You also need to consider removal & disposal costs for a PV array at the end of its useful life. At the moment there is no sensible way of recycling the panels and, as they contain Cadmium Telluride, they have to be treat as hazardous waste.

Are you sure this is the case today? Just did a quick Google and it suggests over 90% of the materials in a PV panel can be re-used.

having watched the last 5-10 years of my mum's solar cells, she will at best break-even. They are not a good financial investment and the buy back rate for electricity is long term unreliable subject to pretty capricious policy. The best tactic is to use washing machine etc when the sun shines to minimise your grid use

However they might be a good idea for other reasons. Return on investment is only one aspect.

That 'end of useful life' is a very long way away.  They are generally warranted to still be >80% efficient after 25 years - which means that manufacturers actually expect them to be doing better than that.  I have little doubt that my array will still be working long after I'm gone.

Eventually it might become unprofitable to continue replacing inverters when they fail (every 15 to 20 years).  But that point is going to be be many, many decades away.

Currently about 96%. BUT thats the easy stuff, glass, aluminium etc. The nasty bits are left over as hazardous waste and the plastic thermally recycled or burnt as we call it.

I think an industry will grow up to recycle PVs eventually. At the moment I understand a typical domestic array costs £2.5 - 5K to take down and dispose of.

Diversification is key to rational investing.

I'm sure you know that just because Bitcoin/S&P500/FTSE100/equities in general have performed very well over the past few years, that doesn't mean they will in the future. 

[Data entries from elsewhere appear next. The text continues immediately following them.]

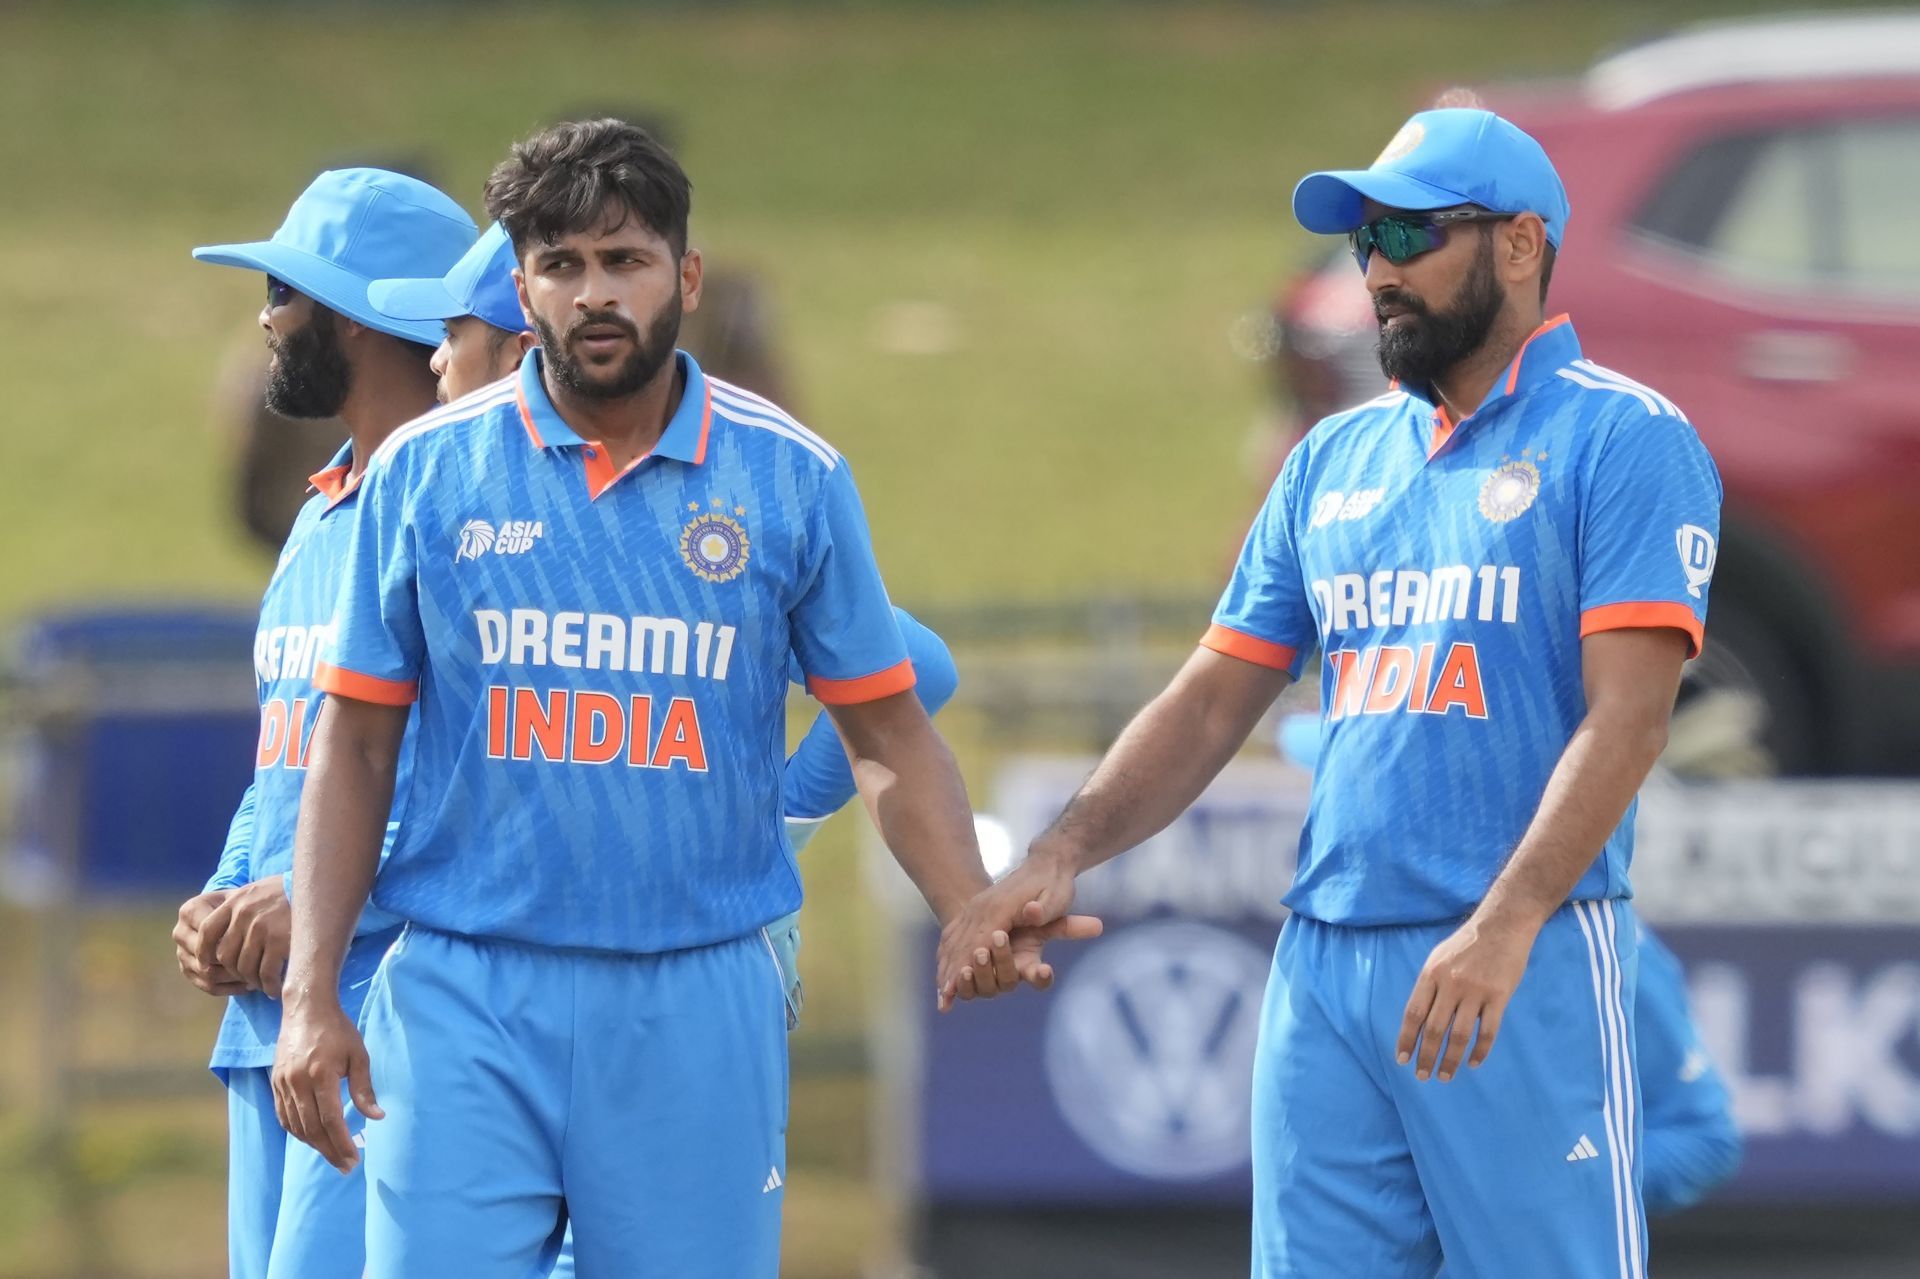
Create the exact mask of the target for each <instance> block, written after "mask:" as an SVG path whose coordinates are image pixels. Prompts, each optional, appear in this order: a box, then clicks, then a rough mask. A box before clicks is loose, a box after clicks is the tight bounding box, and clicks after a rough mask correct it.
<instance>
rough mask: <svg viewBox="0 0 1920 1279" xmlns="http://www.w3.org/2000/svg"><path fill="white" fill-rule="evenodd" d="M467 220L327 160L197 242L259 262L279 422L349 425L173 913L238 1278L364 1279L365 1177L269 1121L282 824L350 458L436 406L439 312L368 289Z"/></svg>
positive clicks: (344, 536)
mask: <svg viewBox="0 0 1920 1279" xmlns="http://www.w3.org/2000/svg"><path fill="white" fill-rule="evenodd" d="M472 240H474V225H472V219H470V217H467V213H465V211H463V209H461V207H459V205H457V204H453V202H451V200H449V198H447V196H444V194H442V192H438V190H434V188H432V186H428V184H426V182H420V181H417V179H409V177H403V175H397V173H388V171H384V169H334V171H326V173H323V175H321V177H319V179H315V181H313V184H311V186H307V190H305V192H301V196H300V200H296V202H294V205H292V209H290V211H288V215H286V221H284V223H282V225H280V229H278V230H276V232H275V234H273V238H271V240H265V242H255V244H223V246H211V248H198V250H194V257H196V259H200V261H209V263H215V265H227V267H242V269H248V271H259V273H265V278H267V307H265V309H263V311H261V317H259V323H261V328H265V332H267V348H269V351H271V363H269V365H267V386H265V403H267V407H269V409H273V413H275V415H278V417H284V419H290V421H321V419H334V417H338V419H340V421H342V422H346V426H348V432H349V438H348V442H346V446H344V447H340V449H338V453H336V455H334V459H332V465H330V467H326V469H324V471H321V472H319V474H315V476H313V478H311V492H313V495H311V497H309V499H307V501H305V505H303V507H301V511H300V519H296V520H294V530H292V536H290V538H288V545H286V549H284V551H282V555H280V563H278V567H276V568H275V574H273V580H271V582H269V586H267V593H265V599H263V601H261V615H259V634H257V640H255V645H253V666H255V682H257V689H259V699H261V737H259V753H257V759H255V774H253V784H252V785H250V787H248V791H246V795H244V797H242V801H240V808H238V810H236V812H234V820H232V828H230V832H228V837H227V847H225V851H223V853H221V860H219V866H217V868H215V872H213V878H211V880H209V881H207V889H205V893H202V895H200V897H194V899H192V901H188V903H184V905H182V906H180V912H179V920H177V924H175V933H173V939H175V951H177V958H179V962H180V972H182V974H186V977H188V979H190V981H192V983H194V985H198V987H200V989H202V991H207V993H209V995H221V997H228V1004H227V1016H225V1020H223V1024H221V1035H219V1041H217V1045H215V1050H213V1062H211V1066H213V1072H215V1074H217V1075H219V1077H221V1079H223V1083H225V1085H227V1098H228V1221H227V1237H228V1266H230V1273H232V1275H234V1279H263V1277H273V1279H282V1277H284V1279H296V1277H298V1279H324V1277H326V1275H340V1277H342V1279H357V1275H359V1273H361V1258H363V1231H365V1183H363V1179H361V1177H340V1175H338V1173H334V1171H332V1170H330V1168H328V1166H326V1164H324V1162H323V1160H321V1158H319V1156H317V1154H315V1152H313V1150H309V1148H307V1146H303V1145H300V1143H294V1141H288V1137H286V1133H284V1131H282V1127H280V1122H278V1120H276V1118H275V1106H273V1089H271V1077H269V1075H271V1070H269V1068H271V1066H273V1049H275V1041H276V1037H278V1029H280V1002H278V997H280V993H282V976H284V968H286V956H288V945H290V937H288V933H290V908H288V895H290V893H292V881H290V874H288V872H290V870H292V851H294V826H296V816H298V808H300V795H301V784H303V780H305V762H307V749H309V737H311V730H313V724H315V722H317V718H319V714H321V705H323V695H321V691H319V689H317V686H315V682H313V674H315V664H317V659H319V655H321V651H323V647H324V643H326V640H328V636H330V634H332V628H330V620H332V613H334V595H336V591H338V580H340V572H342V559H344V551H346V536H348V532H349V530H351V513H353V507H355V494H357V490H359V480H361V472H363V471H365V467H367V461H369V457H371V455H372V451H374V449H376V447H378V446H380V444H382V442H384V440H386V438H388V434H392V432H394V428H396V426H399V424H401V422H405V421H409V419H413V417H419V415H420V413H424V411H426V409H432V405H434V373H432V369H430V367H428V361H430V357H432V351H434V344H438V342H440V336H442V326H440V325H438V323H409V321H394V319H388V317H386V315H382V313H378V311H376V309H374V307H372V305H371V303H369V300H367V288H369V284H371V282H372V280H376V278H382V277H390V275H399V273H409V275H415V273H428V271H432V273H440V271H445V269H447V267H451V265H453V263H455V261H457V259H459V257H461V253H463V252H465V250H467V246H468V244H472ZM396 929H397V920H390V918H380V914H378V912H372V910H369V912H367V914H365V918H361V920H359V924H357V928H355V941H353V945H351V949H349V956H348V962H346V966H344V970H342V985H340V999H342V1001H344V1002H346V1004H348V1006H353V1008H355V1010H357V1006H359V1001H361V999H363V995H365V985H367V979H369V977H371V976H372V968H374V964H376V962H378V958H380V954H382V953H384V951H386V947H388V943H390V941H392V939H394V933H396Z"/></svg>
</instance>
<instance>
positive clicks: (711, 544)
mask: <svg viewBox="0 0 1920 1279" xmlns="http://www.w3.org/2000/svg"><path fill="white" fill-rule="evenodd" d="M689 505H691V503H689ZM714 505H718V499H714ZM733 515H747V507H733ZM749 551H753V542H751V540H749V538H747V530H745V528H741V524H739V520H735V519H732V517H728V515H722V513H718V511H710V513H707V515H695V517H693V519H691V520H687V524H685V528H682V530H680V559H682V561H685V565H687V568H691V570H693V576H697V578H701V580H705V582H732V580H733V578H737V576H739V574H741V572H745V570H747V553H749Z"/></svg>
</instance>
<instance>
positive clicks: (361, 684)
mask: <svg viewBox="0 0 1920 1279" xmlns="http://www.w3.org/2000/svg"><path fill="white" fill-rule="evenodd" d="M313 688H317V689H321V691H323V693H332V695H336V697H351V699H353V701H371V703H374V705H376V707H411V705H413V701H415V699H417V697H419V695H420V684H419V682H417V680H380V678H376V676H363V674H361V672H357V670H344V668H340V666H328V664H326V663H315V664H313Z"/></svg>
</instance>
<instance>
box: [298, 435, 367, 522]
mask: <svg viewBox="0 0 1920 1279" xmlns="http://www.w3.org/2000/svg"><path fill="white" fill-rule="evenodd" d="M361 474H365V472H361ZM359 482H361V476H357V474H353V442H351V440H348V442H346V444H344V446H340V451H338V453H334V459H332V461H330V463H326V467H324V469H321V471H317V472H313V474H309V476H307V484H311V486H313V492H315V494H326V509H328V511H332V509H334V507H338V505H340V503H342V501H346V499H348V497H349V495H351V494H353V490H357V488H359Z"/></svg>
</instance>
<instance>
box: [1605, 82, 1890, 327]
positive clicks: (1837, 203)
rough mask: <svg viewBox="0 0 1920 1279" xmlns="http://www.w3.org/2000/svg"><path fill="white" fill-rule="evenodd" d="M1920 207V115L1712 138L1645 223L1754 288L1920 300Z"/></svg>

Just because something likely won't make you 'as much' money, doesn't always mean it's not a worthwhile investment (even ethical reasons aside) for you.

I’m not sure how you are working that out. Plenty of funds charge a percentage of holding.

There's a thriving trade in used solar PV panels which I'd have thought would cover the labour costs of removing an old array, assuming the mounting system is going to be re-used. Places like Bimble seem to do a thriving business with used panels.

I’m ok with that idea, I’d question if putting £4k+ in a solar array with marginal returns is a sensible part of a well diversified portfolio.

What I’ve learned from this thread is that there are a lot of ways one can actively manage the output from solar panels, and that if one does, the returns can be improved, however there are significant unknowns including usage patterns and significant effort and cost to instal immersion heaters, heat pumps and batteries etc.